Pod wpisem Krystyny Pawłowicz pojawiło się wiele negatywnych komentarzy. Internauci zwracali uwagę na niedoskonały angielski posłanki i pytali, dlaczego wypowiada się w imieniu Polski. „Ależ zleciało się do poniższego postu fachowców językowych,absolwentów Akademii 1- wszo Majowych,po praktykach w Lasach Kabackich... Totalni uczniowie Językoznawcy... Prymusi,a co to jest Polska...? Tylko powiedzcie po polsku”... – odpowiedziała posłanka (pisownia oryginalna).

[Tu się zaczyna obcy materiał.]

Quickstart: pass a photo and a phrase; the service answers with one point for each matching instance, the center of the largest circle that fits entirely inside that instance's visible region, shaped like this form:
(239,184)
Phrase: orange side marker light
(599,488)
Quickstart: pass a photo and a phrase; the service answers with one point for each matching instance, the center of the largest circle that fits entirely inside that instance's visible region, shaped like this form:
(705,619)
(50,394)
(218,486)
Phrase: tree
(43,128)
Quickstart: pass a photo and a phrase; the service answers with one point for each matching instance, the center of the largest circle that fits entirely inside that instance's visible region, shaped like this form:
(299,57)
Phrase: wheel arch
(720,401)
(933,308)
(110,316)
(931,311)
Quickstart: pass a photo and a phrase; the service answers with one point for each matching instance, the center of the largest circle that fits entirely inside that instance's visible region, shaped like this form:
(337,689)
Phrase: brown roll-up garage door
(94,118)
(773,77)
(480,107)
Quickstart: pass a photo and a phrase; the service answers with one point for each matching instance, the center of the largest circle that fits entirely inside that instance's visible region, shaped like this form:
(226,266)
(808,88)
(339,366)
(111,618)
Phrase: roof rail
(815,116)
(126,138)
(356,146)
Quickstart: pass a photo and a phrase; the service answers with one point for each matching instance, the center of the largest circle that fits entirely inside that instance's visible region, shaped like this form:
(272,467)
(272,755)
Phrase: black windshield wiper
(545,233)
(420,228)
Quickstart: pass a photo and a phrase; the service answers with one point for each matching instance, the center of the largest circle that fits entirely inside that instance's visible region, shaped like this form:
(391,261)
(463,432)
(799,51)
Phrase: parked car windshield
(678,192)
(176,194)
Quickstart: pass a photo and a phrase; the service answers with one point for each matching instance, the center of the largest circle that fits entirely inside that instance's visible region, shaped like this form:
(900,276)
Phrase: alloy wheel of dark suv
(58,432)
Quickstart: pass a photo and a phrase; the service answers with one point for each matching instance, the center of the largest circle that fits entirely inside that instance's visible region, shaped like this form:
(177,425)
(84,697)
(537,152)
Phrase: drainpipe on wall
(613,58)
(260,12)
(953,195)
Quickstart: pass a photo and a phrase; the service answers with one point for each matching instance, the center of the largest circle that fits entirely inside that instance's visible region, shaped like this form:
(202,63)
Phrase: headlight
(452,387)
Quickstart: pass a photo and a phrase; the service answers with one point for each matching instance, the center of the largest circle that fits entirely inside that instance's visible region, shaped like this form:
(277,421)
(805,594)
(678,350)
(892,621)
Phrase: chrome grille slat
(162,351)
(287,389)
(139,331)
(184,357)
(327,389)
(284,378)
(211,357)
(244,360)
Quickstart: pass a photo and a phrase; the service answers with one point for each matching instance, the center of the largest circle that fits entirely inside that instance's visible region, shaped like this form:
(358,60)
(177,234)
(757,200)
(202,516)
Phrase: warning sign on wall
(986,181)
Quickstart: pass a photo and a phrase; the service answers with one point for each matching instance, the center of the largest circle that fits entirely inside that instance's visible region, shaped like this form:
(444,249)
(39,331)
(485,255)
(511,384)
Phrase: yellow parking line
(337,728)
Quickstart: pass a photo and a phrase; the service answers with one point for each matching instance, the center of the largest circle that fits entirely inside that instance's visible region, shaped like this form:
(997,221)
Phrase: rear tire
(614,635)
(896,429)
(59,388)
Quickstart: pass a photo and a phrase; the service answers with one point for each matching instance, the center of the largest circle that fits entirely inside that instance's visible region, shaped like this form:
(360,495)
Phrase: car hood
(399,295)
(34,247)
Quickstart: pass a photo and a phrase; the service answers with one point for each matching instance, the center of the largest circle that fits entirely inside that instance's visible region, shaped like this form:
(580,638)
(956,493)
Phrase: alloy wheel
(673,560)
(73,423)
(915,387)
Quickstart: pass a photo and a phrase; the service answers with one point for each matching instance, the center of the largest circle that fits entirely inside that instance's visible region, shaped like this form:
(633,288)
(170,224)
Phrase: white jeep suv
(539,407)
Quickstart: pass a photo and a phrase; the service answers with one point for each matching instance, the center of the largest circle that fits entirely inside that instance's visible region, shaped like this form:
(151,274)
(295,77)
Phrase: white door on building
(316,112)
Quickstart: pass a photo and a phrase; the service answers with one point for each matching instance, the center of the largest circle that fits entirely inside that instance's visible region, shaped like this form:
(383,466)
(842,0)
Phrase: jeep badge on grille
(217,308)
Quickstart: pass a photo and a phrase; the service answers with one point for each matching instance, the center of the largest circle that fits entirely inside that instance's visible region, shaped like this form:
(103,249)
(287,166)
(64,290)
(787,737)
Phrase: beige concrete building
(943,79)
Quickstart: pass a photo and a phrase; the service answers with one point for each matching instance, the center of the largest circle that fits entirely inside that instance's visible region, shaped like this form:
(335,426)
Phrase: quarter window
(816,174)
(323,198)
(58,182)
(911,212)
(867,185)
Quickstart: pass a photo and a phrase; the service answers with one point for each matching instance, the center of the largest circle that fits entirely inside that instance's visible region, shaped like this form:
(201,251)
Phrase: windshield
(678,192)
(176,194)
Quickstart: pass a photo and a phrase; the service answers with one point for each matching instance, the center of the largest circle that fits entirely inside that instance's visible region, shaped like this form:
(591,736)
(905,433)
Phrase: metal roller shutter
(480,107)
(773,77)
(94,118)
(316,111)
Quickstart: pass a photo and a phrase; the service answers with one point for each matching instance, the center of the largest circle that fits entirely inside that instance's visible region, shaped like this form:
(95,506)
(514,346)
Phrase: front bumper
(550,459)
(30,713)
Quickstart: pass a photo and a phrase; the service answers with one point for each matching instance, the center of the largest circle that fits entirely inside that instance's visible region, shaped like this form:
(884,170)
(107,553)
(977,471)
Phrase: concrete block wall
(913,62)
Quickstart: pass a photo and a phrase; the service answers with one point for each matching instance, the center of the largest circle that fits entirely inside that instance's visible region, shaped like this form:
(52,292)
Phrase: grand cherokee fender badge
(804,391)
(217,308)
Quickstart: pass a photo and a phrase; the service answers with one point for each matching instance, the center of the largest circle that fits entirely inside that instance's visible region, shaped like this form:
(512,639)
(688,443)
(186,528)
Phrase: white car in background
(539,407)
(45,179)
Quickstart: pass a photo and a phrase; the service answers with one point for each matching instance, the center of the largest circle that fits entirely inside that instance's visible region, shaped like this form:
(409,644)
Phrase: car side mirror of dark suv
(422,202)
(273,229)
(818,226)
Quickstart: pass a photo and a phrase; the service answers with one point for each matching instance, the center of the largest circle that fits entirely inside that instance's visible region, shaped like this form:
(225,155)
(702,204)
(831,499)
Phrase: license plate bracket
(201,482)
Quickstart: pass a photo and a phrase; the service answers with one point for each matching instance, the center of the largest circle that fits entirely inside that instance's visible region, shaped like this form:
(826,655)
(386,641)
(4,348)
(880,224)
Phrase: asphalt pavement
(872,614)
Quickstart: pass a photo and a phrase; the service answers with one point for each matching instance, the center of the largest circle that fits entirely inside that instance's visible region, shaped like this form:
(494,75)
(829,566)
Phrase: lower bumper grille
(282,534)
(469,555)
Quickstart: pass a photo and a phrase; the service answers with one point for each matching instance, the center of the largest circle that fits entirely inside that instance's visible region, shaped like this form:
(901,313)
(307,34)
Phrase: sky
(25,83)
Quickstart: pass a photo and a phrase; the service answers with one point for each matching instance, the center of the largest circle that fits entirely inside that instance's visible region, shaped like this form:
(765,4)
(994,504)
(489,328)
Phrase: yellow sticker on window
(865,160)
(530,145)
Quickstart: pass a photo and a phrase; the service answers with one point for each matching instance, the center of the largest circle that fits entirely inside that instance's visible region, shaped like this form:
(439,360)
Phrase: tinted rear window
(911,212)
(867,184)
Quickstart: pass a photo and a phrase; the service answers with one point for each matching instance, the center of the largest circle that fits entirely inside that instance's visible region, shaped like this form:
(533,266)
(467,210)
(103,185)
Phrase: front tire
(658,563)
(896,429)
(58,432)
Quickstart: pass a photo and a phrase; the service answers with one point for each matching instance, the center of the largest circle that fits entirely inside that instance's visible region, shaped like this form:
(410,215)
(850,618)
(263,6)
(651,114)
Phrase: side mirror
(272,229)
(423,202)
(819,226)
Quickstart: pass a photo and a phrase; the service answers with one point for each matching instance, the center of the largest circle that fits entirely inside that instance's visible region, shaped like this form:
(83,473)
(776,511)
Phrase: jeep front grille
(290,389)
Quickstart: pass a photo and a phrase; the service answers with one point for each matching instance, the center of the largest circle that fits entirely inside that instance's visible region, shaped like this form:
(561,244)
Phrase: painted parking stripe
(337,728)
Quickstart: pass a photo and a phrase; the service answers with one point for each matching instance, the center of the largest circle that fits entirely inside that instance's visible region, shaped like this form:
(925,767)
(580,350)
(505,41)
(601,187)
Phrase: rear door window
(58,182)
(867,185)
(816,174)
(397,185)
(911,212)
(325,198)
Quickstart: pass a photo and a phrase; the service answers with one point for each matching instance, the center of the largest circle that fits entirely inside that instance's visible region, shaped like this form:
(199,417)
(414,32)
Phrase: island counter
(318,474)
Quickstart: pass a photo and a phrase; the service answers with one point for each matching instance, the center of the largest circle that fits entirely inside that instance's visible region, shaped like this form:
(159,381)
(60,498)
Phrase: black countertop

twittertwittertwittertwitter
„Francjo PRZEPROŚ”
Zaczepienie sekretarza stanu USA na Twitterze to jednak za mało jak na jeden dzień dla posłanki Pawłowicz. W kolejnych wiadomościach domagała się od Francuzów przeprosin za... zbrodnie Rewolucji Francuskiej, współudział w Holokauście oraz „lewackie zbrodnie na rodzinie”.